O’Keeffe said the synthetic tracks require a lot of maintenance during winter when the weather is colder as the track firms up and conversely when it is hot in summer it tended to soften up.

The new Gallop Track, however, is designed to handle these weather scenarios.

Supervising the installation and laying of the Flemington Gallop Track is Ian Pearse, known as the father of synthetic surfaces in Australia.

2021 has proven to be a momentous one for Pearse as he received a kidney transplant at the start of the year.

After his health improved Pearse decided to get back into building synthetic tracks and he started a new company called Gallop Track.

Pearse was the founder of Pro-Ride, the company that introduced synthetic tracks to Australia, but due to his ill health, he sold out of the business.

Pearse said he has loved being involved in the installation of the Flemington track.

“We see the opportunity as really exciting to be able to get back into the industry after five years off. We’ve done a few renovations at Newcastle, Lindsay Park and now the new track at Flemington.

“I’ve taken the best out of what we did in Pro-Ride and I know where some of the weaknesses were so then we’ve inculcated some other technology into it. We only use a small amount of wax – we’re more of a polymer-based binding system.”

“With the Gallop Track, we’ve created a system where under colder temperatures surfaces stay more flexible. We’ve added some UV stabilisers into it, so it’s got better resistance to heat and more stable under heat, but is more flexible when it’s cold.”

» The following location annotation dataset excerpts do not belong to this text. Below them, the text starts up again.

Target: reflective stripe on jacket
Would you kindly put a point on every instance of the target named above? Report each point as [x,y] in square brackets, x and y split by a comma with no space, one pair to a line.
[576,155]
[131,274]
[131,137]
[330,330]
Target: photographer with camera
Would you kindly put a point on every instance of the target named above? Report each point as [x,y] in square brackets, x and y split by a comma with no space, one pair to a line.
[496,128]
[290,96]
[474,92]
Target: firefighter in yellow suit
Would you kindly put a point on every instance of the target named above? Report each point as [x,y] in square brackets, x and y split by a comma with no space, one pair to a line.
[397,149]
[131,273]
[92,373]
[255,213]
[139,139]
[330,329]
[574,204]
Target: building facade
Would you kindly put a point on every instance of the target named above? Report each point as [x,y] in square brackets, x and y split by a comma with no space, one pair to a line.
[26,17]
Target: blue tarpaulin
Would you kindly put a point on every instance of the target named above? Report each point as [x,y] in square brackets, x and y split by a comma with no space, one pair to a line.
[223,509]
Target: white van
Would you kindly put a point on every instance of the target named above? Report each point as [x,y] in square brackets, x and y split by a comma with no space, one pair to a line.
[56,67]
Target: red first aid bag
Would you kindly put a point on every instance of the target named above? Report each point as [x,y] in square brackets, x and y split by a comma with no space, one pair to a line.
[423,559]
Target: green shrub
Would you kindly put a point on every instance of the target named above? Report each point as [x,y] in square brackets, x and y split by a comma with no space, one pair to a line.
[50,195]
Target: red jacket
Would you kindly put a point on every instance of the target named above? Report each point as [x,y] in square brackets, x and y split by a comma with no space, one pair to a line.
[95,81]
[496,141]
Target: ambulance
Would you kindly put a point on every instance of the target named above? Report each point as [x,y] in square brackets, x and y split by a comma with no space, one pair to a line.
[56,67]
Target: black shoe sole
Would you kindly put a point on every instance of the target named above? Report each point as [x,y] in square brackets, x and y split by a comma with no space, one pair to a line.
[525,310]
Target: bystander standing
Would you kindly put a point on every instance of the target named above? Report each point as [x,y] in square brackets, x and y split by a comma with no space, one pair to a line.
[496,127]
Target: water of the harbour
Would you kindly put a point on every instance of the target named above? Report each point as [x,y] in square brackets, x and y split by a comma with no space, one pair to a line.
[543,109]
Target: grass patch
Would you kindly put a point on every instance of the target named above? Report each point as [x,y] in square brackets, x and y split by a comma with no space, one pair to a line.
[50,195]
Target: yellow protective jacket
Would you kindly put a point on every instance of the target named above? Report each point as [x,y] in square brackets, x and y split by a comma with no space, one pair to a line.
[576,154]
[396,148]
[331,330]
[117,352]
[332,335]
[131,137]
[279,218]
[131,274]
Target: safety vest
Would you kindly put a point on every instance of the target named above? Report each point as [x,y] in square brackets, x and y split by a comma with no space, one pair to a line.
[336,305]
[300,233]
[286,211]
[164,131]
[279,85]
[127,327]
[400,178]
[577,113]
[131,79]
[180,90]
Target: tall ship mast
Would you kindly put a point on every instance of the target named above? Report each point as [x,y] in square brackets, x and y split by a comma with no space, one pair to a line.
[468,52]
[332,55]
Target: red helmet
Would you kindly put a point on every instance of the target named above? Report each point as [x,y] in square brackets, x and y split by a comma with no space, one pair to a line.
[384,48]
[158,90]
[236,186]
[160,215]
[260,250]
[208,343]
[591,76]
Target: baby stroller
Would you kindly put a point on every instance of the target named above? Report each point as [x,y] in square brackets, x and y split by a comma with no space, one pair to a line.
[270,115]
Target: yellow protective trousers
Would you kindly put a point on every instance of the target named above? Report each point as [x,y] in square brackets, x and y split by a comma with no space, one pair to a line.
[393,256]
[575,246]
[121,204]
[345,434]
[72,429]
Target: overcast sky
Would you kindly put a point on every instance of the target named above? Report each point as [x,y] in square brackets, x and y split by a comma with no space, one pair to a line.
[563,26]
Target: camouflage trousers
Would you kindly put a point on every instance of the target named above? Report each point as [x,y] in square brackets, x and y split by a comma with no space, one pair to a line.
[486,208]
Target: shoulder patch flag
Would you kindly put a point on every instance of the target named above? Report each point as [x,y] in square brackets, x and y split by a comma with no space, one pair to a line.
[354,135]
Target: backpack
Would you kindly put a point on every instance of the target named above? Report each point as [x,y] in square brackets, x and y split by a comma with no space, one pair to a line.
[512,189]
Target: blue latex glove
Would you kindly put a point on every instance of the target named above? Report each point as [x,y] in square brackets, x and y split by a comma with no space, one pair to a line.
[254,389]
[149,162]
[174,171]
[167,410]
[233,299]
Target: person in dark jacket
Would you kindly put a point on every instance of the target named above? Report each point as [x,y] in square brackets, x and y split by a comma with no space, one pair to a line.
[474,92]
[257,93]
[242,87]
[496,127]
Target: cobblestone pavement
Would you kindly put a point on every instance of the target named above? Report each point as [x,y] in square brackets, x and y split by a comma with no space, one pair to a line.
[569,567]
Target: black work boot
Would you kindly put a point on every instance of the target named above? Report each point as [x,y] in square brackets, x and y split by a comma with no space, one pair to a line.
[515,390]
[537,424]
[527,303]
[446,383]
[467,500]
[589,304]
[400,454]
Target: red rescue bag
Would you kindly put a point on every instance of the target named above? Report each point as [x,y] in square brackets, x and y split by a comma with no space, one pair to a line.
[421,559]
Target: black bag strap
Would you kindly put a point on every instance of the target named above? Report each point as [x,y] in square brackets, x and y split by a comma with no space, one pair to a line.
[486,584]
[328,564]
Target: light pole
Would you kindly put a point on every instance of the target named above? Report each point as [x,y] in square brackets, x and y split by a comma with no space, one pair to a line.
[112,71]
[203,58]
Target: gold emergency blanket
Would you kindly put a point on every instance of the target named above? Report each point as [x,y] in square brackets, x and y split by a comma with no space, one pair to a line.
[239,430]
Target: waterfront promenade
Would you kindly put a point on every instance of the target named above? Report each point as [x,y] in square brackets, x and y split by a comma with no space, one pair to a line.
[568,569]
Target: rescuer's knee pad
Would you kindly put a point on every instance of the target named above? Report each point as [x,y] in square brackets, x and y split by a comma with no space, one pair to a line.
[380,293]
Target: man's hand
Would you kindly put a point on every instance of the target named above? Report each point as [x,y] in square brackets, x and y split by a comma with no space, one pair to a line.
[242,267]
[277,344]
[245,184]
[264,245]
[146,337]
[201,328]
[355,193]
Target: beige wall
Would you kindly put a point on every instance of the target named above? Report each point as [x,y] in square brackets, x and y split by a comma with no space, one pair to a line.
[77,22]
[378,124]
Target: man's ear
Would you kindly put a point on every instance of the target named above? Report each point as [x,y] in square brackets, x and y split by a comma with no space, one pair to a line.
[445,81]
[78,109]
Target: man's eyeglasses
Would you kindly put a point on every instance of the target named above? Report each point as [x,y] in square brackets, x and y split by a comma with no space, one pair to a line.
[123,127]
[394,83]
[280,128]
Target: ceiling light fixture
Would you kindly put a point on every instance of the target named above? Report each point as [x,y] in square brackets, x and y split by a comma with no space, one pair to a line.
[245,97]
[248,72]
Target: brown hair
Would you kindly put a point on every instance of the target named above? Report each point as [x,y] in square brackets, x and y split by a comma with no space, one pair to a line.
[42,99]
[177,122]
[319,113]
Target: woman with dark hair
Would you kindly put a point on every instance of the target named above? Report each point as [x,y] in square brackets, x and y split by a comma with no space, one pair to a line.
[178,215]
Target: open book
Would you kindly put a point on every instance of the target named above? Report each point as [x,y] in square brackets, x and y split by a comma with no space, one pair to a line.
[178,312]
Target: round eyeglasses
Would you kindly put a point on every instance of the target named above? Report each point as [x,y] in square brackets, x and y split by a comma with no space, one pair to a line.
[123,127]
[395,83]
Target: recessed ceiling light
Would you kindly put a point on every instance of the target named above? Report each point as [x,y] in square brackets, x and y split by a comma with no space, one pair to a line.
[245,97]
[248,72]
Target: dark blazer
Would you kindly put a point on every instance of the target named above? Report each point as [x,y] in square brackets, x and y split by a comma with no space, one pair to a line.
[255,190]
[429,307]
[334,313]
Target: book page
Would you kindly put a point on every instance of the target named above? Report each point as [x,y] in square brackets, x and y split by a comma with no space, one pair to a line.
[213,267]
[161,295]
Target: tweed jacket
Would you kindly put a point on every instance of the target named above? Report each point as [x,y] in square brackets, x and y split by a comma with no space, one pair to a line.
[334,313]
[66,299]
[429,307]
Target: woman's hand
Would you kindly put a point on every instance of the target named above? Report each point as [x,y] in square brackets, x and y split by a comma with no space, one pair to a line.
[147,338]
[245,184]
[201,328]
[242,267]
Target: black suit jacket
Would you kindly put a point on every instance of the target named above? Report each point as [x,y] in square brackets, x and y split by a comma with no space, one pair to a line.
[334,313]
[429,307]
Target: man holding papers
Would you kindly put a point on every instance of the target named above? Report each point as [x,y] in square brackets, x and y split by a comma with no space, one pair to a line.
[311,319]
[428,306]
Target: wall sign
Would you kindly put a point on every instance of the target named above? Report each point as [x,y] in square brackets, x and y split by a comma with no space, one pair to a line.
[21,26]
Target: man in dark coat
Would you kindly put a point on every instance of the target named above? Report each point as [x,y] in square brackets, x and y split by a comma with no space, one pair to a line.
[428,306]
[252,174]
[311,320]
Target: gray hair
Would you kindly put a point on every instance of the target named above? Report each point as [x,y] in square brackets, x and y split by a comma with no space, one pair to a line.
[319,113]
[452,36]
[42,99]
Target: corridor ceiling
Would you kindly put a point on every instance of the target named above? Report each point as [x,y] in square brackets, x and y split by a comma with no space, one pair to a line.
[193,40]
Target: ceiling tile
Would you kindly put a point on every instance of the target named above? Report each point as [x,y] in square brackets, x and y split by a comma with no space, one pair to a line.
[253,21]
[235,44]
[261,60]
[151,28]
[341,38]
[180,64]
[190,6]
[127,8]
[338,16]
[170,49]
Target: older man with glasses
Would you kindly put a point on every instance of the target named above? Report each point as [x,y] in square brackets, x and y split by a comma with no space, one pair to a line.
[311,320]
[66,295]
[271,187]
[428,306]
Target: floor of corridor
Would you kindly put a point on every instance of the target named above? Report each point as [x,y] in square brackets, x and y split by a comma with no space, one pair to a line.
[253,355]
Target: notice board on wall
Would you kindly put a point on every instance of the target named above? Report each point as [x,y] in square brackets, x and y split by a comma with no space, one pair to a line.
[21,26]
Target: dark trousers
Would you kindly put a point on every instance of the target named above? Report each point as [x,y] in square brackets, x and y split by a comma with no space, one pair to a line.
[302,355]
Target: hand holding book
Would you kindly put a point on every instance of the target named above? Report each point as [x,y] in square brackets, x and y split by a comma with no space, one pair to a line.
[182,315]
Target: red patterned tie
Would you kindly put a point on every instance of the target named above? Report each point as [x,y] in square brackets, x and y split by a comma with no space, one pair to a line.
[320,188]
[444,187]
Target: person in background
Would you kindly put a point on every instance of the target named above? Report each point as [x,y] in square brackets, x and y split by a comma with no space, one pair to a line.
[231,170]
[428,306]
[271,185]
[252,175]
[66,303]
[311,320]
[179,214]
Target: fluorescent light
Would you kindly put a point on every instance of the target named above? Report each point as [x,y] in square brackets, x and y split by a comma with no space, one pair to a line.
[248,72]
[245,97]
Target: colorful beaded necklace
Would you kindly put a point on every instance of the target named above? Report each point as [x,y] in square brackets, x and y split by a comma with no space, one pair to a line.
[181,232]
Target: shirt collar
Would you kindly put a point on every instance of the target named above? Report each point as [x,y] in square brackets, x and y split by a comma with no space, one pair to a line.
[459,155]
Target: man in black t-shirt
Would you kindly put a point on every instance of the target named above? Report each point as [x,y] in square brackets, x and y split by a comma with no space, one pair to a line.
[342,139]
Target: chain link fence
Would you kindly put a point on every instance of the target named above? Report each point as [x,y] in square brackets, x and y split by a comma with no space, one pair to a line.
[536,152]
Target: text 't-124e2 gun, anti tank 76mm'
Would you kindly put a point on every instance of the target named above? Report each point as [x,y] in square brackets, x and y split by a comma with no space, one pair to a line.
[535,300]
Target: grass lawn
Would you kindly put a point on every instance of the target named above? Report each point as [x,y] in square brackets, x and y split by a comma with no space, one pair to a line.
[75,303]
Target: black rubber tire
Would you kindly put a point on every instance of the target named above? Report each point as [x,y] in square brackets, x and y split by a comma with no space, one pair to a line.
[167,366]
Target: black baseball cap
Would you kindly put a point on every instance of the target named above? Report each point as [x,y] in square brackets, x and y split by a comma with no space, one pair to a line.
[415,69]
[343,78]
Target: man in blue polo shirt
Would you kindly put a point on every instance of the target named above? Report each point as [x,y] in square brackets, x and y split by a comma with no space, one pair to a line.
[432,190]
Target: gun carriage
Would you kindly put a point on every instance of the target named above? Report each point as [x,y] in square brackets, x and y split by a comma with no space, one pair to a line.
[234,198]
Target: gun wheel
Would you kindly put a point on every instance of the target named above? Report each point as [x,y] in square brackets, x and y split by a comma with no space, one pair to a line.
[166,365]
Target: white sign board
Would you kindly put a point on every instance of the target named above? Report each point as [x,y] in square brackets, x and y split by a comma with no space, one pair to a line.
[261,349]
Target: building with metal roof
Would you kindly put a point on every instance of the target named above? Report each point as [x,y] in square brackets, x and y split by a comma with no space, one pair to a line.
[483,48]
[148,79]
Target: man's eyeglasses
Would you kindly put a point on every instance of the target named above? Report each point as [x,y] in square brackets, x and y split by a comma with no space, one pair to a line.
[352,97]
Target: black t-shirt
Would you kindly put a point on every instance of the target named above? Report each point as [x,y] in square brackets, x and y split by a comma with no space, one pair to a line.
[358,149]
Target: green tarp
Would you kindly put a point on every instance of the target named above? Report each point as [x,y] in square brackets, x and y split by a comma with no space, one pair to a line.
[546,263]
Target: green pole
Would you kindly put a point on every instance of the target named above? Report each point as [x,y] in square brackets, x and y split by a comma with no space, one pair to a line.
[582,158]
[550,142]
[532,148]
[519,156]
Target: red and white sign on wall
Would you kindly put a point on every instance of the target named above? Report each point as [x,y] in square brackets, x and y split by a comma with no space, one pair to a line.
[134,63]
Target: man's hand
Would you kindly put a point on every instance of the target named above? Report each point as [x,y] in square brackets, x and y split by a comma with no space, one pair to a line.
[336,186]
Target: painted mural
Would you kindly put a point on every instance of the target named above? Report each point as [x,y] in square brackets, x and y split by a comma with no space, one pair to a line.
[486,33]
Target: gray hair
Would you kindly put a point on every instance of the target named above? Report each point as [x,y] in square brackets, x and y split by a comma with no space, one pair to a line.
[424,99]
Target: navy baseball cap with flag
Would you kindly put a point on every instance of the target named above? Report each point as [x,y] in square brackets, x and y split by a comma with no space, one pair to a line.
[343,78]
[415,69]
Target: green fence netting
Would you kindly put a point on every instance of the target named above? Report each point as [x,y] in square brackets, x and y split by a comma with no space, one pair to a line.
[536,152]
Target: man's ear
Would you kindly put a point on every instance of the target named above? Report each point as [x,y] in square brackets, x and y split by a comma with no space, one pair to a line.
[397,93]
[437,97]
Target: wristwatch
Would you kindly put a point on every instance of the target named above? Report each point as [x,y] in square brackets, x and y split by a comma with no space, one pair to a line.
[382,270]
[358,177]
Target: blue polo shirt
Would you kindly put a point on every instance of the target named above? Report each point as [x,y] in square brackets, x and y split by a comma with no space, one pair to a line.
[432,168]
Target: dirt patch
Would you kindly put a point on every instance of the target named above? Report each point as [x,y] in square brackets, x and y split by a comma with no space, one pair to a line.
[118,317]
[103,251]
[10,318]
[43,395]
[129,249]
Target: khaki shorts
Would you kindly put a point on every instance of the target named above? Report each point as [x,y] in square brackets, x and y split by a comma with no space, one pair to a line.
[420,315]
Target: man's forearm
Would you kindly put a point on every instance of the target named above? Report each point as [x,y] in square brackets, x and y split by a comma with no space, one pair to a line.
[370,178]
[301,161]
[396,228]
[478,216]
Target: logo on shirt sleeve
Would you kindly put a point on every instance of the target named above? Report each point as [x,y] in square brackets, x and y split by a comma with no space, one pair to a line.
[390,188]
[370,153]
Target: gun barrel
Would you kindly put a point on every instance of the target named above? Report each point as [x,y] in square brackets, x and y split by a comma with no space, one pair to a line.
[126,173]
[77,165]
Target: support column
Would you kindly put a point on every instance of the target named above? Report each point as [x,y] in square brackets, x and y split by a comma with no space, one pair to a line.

For Flemington’s Gallop Track he said the new sand type they had sourced was a lot cleaner, which would assist in lower compaction of the surface and result in a more consistent performance over a longer period.

“We’re a little bit more stable than other surfaces. We make them a little bit firmer which leads to more sure footing and a more stable surface.”

Installing the new track, which is 2100 metres by 7.5 metres in circumference, and replacing the old track was a $1.6 million project funded by Racing Victoria and the VRC.

The VRC allocated the entire old Pro-Ride track to other training establishments, which O’Keeffe had been an enjoyable and satisfying project to work on.

“Firstly, we gave the local trainers the chance to use it for their properties and some have used it on their training farms,” O’Keeffe said.

“After that, it’s been split. A portion went to Godolphin to use at its stud farm for mating barns, stallions and mares. We also donated some to the Riding For The Disabled at Pakenham which will help them build a new arena for the students to be able to ride on.”

O’Keeffe said Jamie Kah had also taken a portion of it to use at her dressage area and Lauriston Park pre-training centre at Corinella had also taken a portion of the Pro-Ride track.

Melbourne Cup-winning trainer Mike Moroney said he viewed the installation of the Gallop Track as a continuation of the VRC’s commitment to Flemington as a training centre.

“There are so many options for a trainer to use. There are so many tracks to use and the best thing about it is they are big spacious tracks.

“They are also well marshalled. Everything is railed and there’s the tunnel for the horses to use to get to and from the track. It ticks all the boxes.”

Fellow Melbourne Cup-winning local trainer Danny O’Brien said the VRC made training a priority, especially since Neil Wilson became chief executive and Steve Rosich was continuing that legacy.

“Training’s a priority for the VRC. We’re lucky to be using a world-class facility,” he said.

O’Brien said the installation of the Gallop Track only enhanced Flemington as a training base.

He said the other key aspect of training at Flemington was the excellent track supervision and management of it by Liam O’Keeffe and his team.

In fact, he is confident that Flemington trainers enjoy great success because of this excellent training facility.